# Convert Data to Json files

In [2]:
# import requests, zipfile, io
# from pathlib import Path

# zip_url = "https://public.ukp.informatik.tu-darmstadt.de/thakur/BEIR/datasets/fiqa.zip"
# out_dir = Path("fiqa")
# out_dir.mkdir(parents=True, exist_ok=True)

# # Download the ZIP into memory (fine for small/medium files)
# resp = requests.get(zip_url, timeout=120)
# resp.raise_for_status()

# # Extract all files
# with zipfile.ZipFile(io.BytesIO(resp.content)) as z:
#     z.extractall(out_dir)

# print(f"Extracted to: {out_dir.resolve()}")


In [None]:
import json

def jsonl_to_json(jsonl_file, json_file):
    data = []
    with open(jsonl_file, 'r', encoding='utf-8') as f:
        for line in f:
            data.append(json.loads(line))

    with open(json_file, 'w',encoding='utf-8') as f:
        json.dump(data, f,indent=2, ensure_ascii=False)

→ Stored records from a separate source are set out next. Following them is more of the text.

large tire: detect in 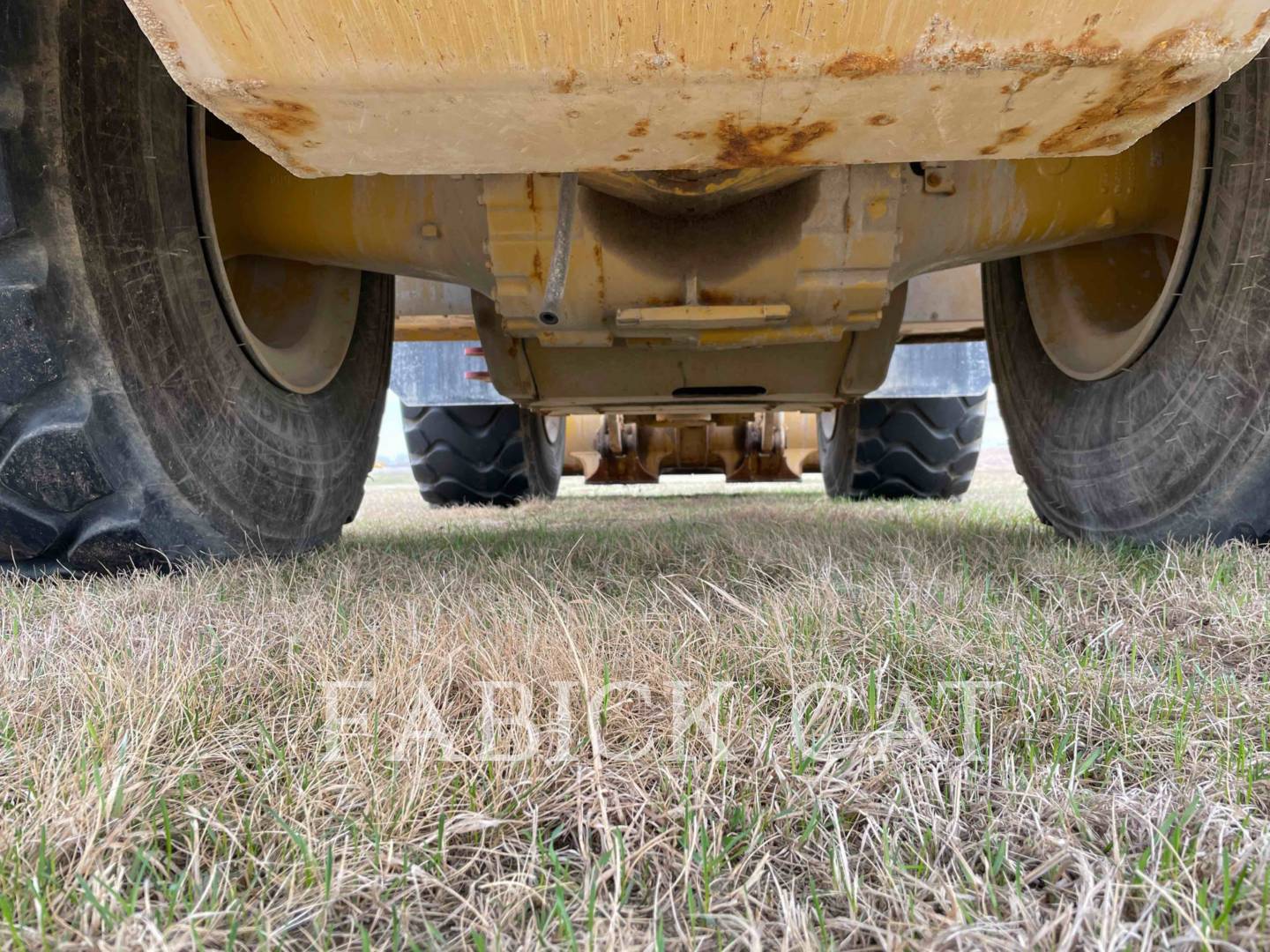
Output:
[401,404,564,507]
[984,48,1270,542]
[0,0,392,572]
[851,393,988,499]
[815,400,860,499]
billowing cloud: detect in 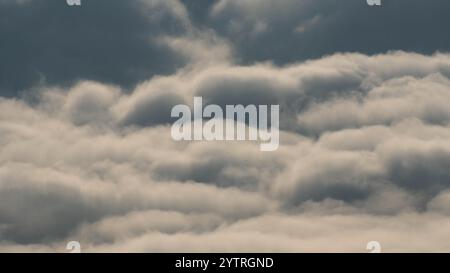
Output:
[0,49,450,251]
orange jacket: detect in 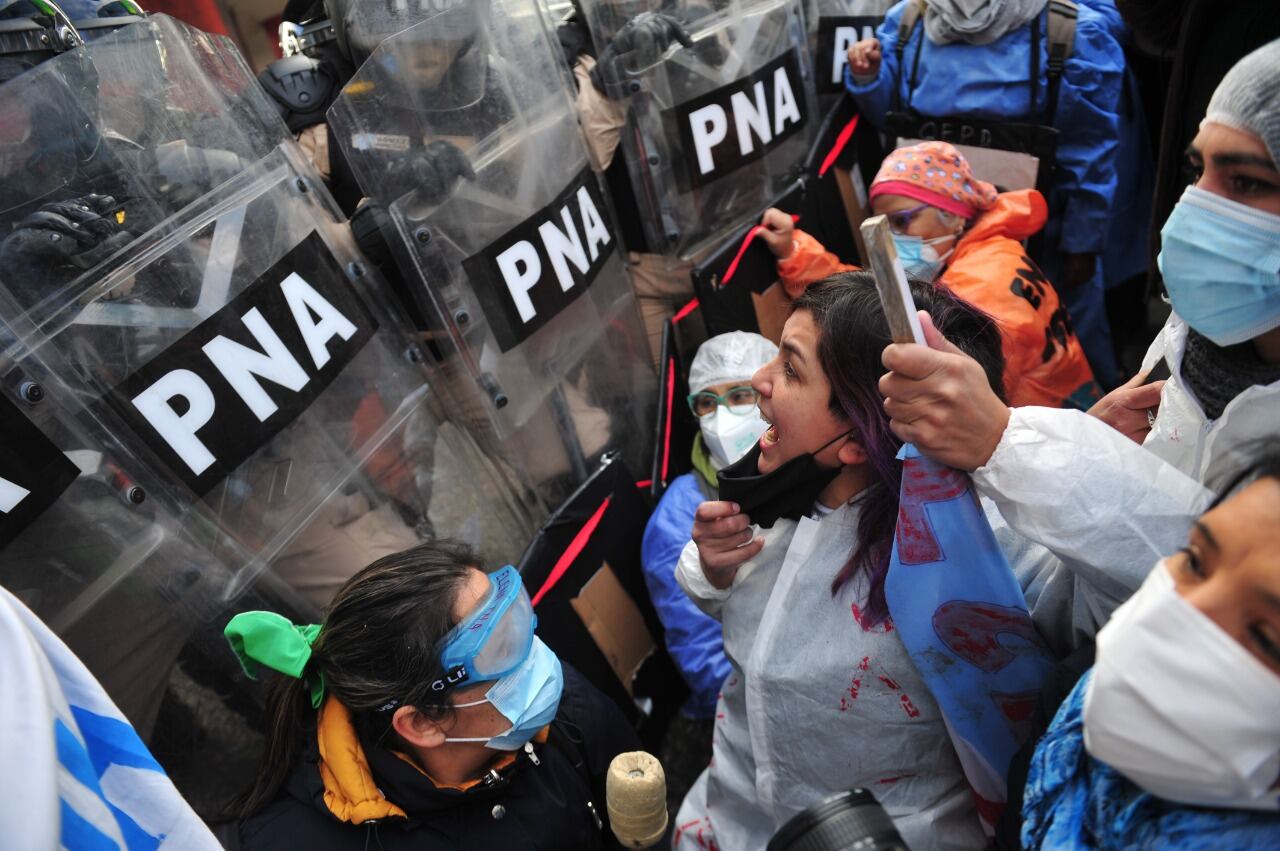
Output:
[778,189,1102,411]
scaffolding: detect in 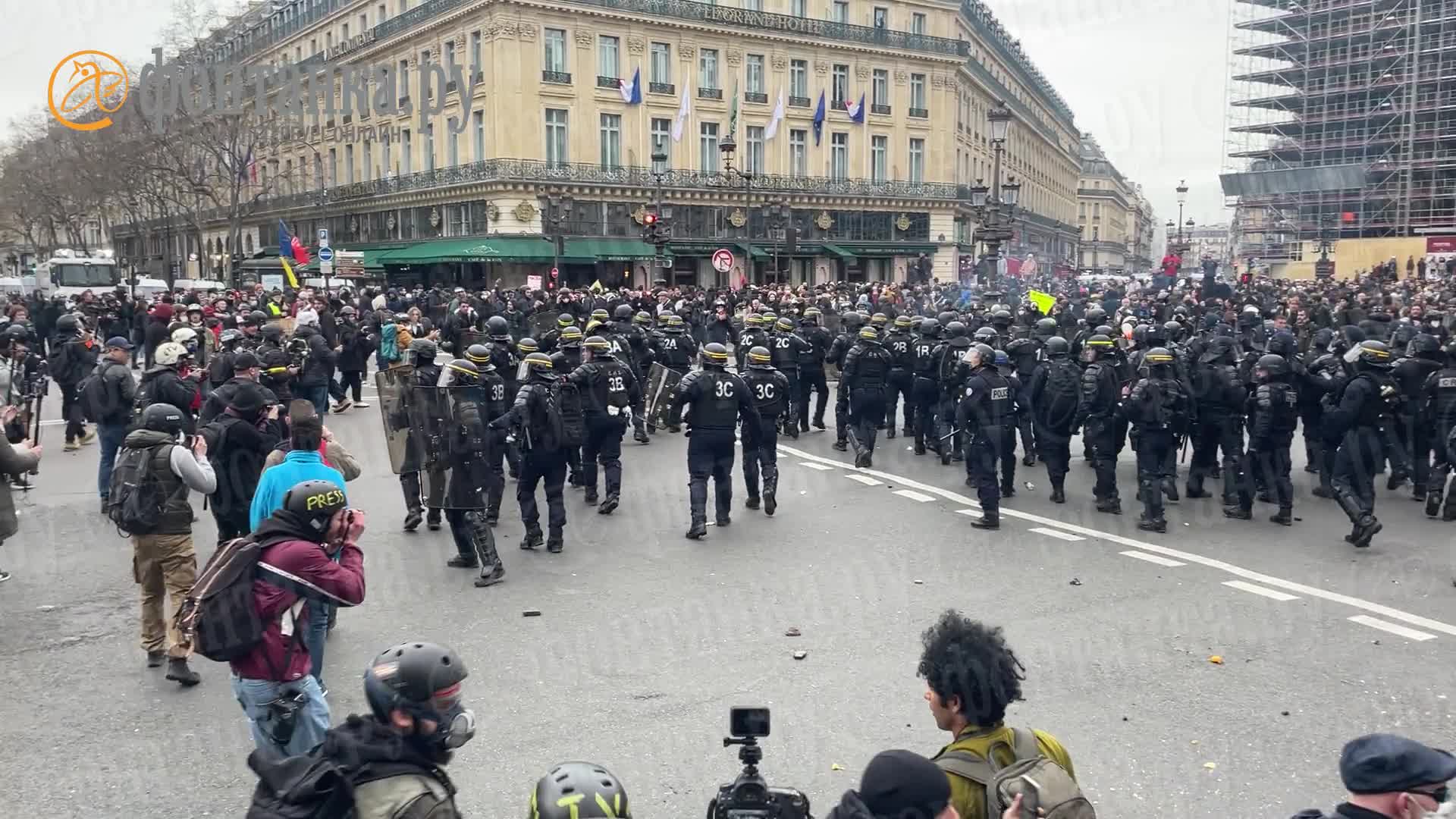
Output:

jsonl_to_json(r"fiqa\corpus.jsonl", "data/corpus.json")
jsonl_to_json(r"fiqa\queries.jsonl", "data/queries.json")

In [None]:
import pandas as pd
import os

In [None]:
def load_corpus(path):
    corpus = {}
    ext = os.path.splitext(path.lower())[1]
    with open(path, "r", encoding="utf-8") as f:
        if ext == ".jsonl":
            raw = [json.loads(line) for line in f if line.strip()]
        elif ext == ".json":
            raw = json.load(f)
        else:
            raise ValueError(f"Unsupported file extension: {ext}")

    if isinstance(raw, dict):  
        for k, v in raw.items():
            corpus[str(k)] = {
                "title": v.get("title", ""),
                "text": v.get("text", ""),
                "metadata": v.get("metadata", {}) or {},
            }
    else:  
        for obj in raw:
            did = str(obj["_id"])
            corpus[did] = {
                "title": obj.get("title", ""),
                "text": obj.get("text", ""),
                "metadata": obj.get("metadata", {}) or {},
            }
    return corpus


In [5]:
def load_queries(path):
    queries = {}
    ext = os.path.splitext(path.lower())[1]
    with open(path, "r", encoding="utf-8") as f:
        if ext == ".jsonl":
            raw = [json.loads(line) for line in f if line.strip()]
        elif ext == ".json":
            raw = json.load(f)
        else:
            raise ValueError(f"Unsupported file extension: {ext}")

    if isinstance(raw, dict):
        for k, v in raw.items():
            if isinstance(v, str):
                queries[str(k)] = v
            else:
                queries[str(k)] = v.get("text", "")
    else:
        for obj in raw:
            qid = str(obj["_id"])
            queries[qid] = obj.get("text", "")
    return queries


In [6]:
def load_qrels_tsv(path):
    df = pd.read_csv(path, sep="\t", dtype=str, header=0)
    cols = {c.lower().strip(): c for c in df.columns}

    def pick(*cands):
        for c in cands:
            if c in cols:
                return cols[c]
        raise ValueError(f"Missing columns in {path}")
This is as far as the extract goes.